Rate cuts looking more distant
Nobody is expecting any change in the official cash rate (OCR) when Reserve Bank governor Alan Bollard releases his latest monetary policy statement on Thursday but most economists believe he will cut the rate at least once before year end.
Monday, June 5th 2006, 8:44PM
by Jenny Ruth
A key influence in the past few weeks has been a sea-change in sentiment in the wholesale interest rates market. From previously anticipating a rate cut earlier than the economists were forecasting, the market is no longer expecting a rate cut this year.
The December 90-day bank bill futures were trading at the equivalent of 7.33% on Friday while the March 2007 futures were trading at 7.15%, suggesting a rate cut in January.

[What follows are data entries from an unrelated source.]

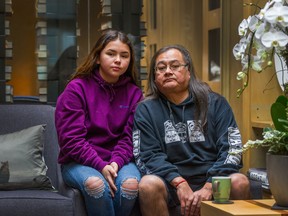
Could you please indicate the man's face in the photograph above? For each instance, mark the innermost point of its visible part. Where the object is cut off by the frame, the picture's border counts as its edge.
(171, 73)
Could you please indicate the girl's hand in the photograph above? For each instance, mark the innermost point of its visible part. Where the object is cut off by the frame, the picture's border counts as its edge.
(110, 174)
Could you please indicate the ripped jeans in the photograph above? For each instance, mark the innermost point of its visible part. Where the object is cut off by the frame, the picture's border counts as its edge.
(99, 201)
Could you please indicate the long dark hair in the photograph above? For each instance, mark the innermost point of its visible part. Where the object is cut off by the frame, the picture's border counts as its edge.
(89, 64)
(198, 89)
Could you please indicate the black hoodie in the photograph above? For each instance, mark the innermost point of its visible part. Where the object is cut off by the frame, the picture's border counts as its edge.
(168, 141)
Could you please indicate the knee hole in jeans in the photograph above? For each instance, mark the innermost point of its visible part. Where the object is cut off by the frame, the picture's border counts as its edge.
(129, 188)
(94, 186)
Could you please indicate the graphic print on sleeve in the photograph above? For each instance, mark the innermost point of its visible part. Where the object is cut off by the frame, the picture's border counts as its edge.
(235, 143)
(195, 132)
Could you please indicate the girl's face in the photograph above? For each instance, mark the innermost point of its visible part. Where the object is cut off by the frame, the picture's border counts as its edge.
(114, 60)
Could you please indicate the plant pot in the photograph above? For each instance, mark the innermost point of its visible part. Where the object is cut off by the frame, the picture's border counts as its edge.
(277, 176)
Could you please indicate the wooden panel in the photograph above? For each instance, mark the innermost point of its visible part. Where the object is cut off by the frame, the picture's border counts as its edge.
(241, 208)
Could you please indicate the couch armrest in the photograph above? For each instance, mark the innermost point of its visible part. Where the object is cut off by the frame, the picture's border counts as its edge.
(73, 193)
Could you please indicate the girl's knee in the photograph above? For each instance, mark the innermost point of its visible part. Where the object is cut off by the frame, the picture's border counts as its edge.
(129, 188)
(94, 186)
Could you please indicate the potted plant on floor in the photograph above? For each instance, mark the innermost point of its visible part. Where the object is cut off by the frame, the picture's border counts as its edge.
(263, 41)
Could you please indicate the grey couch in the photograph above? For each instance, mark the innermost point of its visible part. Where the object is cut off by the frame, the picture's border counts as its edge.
(66, 201)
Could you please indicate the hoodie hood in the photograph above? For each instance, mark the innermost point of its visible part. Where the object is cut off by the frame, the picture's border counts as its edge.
(110, 88)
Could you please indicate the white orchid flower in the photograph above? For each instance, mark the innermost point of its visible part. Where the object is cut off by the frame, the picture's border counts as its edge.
(239, 49)
(242, 29)
(277, 14)
(260, 30)
(263, 10)
(254, 23)
(241, 75)
(274, 38)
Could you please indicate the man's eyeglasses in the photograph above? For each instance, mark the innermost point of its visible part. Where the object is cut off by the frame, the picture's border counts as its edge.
(175, 67)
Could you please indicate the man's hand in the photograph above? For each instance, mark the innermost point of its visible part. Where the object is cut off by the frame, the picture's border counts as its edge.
(191, 201)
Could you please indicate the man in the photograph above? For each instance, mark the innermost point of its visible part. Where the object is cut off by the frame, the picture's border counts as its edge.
(183, 135)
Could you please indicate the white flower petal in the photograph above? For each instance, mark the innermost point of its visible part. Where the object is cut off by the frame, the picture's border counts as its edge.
(274, 38)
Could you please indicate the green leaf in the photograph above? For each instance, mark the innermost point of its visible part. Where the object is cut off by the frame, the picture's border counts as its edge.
(278, 111)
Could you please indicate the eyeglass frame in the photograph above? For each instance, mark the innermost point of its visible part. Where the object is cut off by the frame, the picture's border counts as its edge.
(169, 66)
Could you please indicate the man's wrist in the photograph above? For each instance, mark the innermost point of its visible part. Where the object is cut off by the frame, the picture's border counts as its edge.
(177, 181)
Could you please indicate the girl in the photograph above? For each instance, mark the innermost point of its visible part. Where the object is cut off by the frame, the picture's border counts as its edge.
(94, 120)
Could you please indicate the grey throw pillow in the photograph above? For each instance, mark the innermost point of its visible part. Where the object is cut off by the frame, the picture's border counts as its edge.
(22, 165)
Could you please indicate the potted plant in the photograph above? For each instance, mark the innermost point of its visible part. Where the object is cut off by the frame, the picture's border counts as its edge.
(264, 39)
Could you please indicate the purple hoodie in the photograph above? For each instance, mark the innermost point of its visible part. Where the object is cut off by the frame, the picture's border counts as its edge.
(94, 121)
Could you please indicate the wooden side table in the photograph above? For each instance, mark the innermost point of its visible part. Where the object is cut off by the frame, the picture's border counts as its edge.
(241, 208)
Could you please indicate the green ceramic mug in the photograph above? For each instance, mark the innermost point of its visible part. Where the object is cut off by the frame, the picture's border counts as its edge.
(221, 186)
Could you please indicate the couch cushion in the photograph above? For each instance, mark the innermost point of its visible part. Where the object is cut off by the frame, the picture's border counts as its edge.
(21, 160)
(34, 202)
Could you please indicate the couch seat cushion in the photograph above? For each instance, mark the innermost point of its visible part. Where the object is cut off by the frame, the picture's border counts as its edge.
(34, 203)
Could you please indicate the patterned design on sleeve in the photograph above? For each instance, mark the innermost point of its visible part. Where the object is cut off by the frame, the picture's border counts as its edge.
(235, 143)
(136, 152)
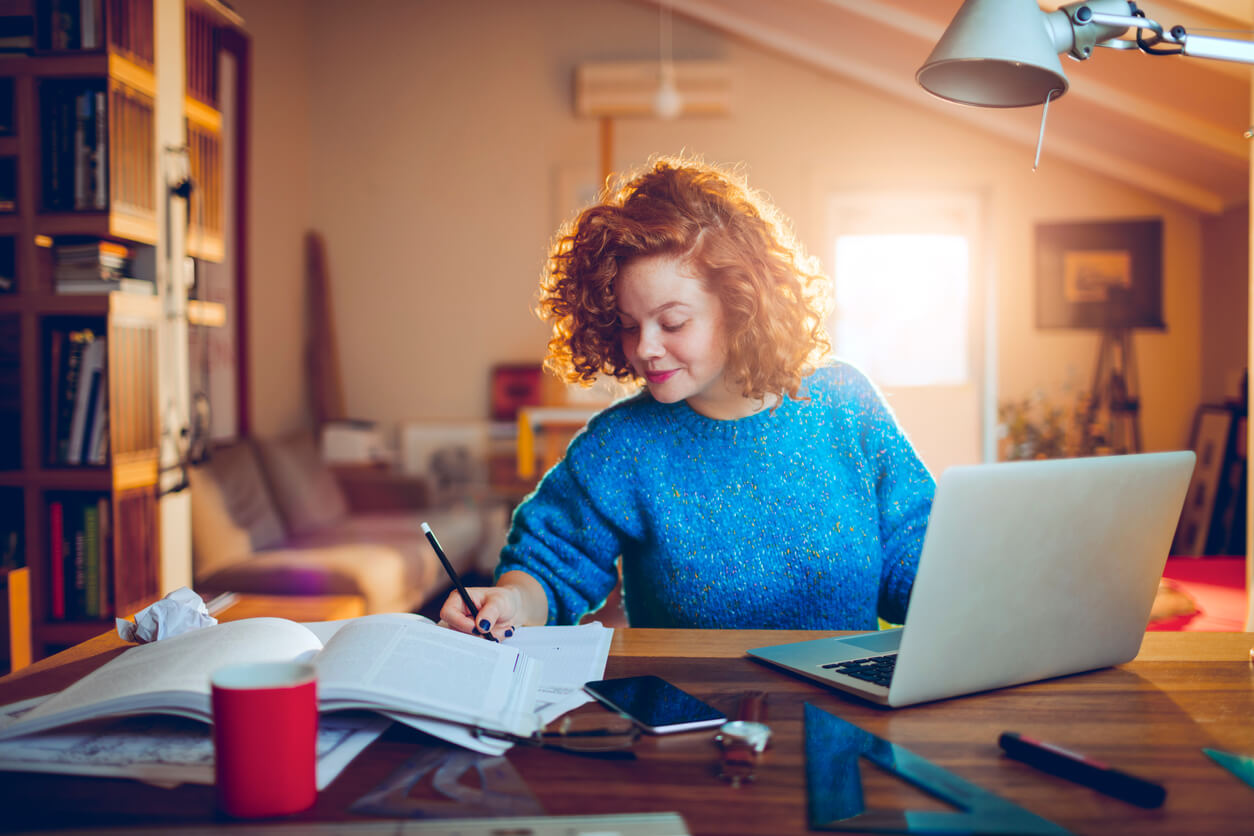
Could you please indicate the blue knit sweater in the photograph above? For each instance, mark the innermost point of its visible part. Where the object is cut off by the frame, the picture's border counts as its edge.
(810, 517)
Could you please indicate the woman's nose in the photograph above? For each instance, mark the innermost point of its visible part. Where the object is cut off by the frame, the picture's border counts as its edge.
(650, 345)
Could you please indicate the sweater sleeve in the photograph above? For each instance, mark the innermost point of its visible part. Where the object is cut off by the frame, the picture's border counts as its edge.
(903, 490)
(562, 534)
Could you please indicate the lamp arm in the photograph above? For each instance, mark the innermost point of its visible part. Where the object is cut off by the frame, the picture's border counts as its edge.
(1107, 26)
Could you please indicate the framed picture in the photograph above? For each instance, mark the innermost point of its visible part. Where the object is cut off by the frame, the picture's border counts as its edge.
(1099, 275)
(1211, 430)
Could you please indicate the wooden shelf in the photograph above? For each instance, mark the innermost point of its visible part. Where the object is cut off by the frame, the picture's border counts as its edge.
(141, 228)
(210, 315)
(107, 97)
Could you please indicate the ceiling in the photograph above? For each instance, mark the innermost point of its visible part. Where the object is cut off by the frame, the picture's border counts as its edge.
(1170, 124)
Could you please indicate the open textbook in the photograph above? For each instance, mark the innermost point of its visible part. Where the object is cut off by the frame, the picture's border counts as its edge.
(396, 663)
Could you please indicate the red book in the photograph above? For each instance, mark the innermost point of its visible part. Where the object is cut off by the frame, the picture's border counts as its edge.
(58, 559)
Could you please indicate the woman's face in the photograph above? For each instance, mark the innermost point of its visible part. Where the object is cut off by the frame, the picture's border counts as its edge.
(672, 335)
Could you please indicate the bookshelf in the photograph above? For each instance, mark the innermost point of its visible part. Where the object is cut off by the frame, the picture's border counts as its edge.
(79, 440)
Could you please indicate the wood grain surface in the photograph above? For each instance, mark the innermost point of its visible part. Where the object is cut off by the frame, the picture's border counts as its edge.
(1153, 717)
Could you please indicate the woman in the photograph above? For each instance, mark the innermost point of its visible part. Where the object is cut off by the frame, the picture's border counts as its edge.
(745, 485)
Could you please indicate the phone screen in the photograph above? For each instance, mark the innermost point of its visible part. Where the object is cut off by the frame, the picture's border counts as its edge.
(655, 703)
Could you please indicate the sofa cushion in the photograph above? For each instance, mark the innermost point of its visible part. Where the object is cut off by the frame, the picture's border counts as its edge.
(232, 514)
(381, 574)
(459, 532)
(304, 488)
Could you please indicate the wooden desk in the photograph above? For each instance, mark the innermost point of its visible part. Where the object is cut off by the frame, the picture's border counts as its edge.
(1151, 716)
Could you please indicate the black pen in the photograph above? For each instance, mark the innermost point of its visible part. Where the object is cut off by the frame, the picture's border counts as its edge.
(1092, 773)
(453, 575)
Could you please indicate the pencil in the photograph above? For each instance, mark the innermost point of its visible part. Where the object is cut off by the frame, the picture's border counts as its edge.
(1082, 770)
(457, 580)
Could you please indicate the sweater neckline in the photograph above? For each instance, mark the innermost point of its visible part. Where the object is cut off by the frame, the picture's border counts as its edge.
(704, 425)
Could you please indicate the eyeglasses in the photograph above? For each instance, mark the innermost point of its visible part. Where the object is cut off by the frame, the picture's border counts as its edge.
(587, 735)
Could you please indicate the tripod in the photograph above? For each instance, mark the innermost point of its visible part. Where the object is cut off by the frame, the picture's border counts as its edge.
(1115, 390)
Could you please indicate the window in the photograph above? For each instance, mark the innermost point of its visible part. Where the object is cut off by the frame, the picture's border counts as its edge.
(902, 270)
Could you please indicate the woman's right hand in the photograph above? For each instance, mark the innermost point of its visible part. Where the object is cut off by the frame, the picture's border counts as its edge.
(498, 611)
(516, 600)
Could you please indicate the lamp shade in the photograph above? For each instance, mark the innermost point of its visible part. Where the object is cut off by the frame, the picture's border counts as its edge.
(995, 54)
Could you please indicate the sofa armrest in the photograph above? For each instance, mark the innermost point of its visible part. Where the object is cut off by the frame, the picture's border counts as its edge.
(379, 489)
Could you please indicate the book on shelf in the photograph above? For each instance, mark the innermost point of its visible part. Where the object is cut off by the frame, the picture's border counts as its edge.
(55, 560)
(90, 372)
(98, 250)
(79, 557)
(70, 24)
(399, 664)
(16, 33)
(78, 397)
(74, 124)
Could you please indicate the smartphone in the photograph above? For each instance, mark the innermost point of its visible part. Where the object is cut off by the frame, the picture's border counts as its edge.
(655, 705)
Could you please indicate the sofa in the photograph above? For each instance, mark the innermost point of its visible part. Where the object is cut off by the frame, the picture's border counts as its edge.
(270, 518)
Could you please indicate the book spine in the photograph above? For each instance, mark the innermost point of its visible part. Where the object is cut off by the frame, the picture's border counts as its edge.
(55, 560)
(92, 417)
(99, 156)
(82, 115)
(92, 560)
(73, 352)
(78, 549)
(89, 364)
(55, 344)
(104, 523)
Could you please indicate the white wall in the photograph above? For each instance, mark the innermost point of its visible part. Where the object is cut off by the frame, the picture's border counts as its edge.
(428, 142)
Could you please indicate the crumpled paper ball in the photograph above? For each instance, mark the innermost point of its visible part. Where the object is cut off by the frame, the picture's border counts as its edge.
(179, 612)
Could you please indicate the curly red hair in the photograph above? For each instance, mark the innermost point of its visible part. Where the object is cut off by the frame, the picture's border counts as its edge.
(774, 297)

With the June 2007 bills trading at 6.90%, that suggests the market expects a further cut by a year’s time.
Bank of New Zealand economist Stephen Toplis worries that "stagflation," a period of stagnating economic growth couple with high inflation, is in prospect.
He says the growth indications in National Bank’s latest business outlook publication, which showed business pessimism at a net 31.3%, show "the growth indicators look far from impressive yet the inflation indicators are quite unsettling."
BNZ is now forecasting the first cut in the OCR won’t be until March 2007.
ASB Bank economist Daniel Wills agrees the inflation outlook is "uncomfortable."
He says the Reserve Bank is facing the possibility that inflation will linger above 3% for at least two consecutive years while growth is slowing.
"Every quarter that the inflation rate remains above the 3% mark, the higher the probability that higher inflation pressures become entrenched," he says.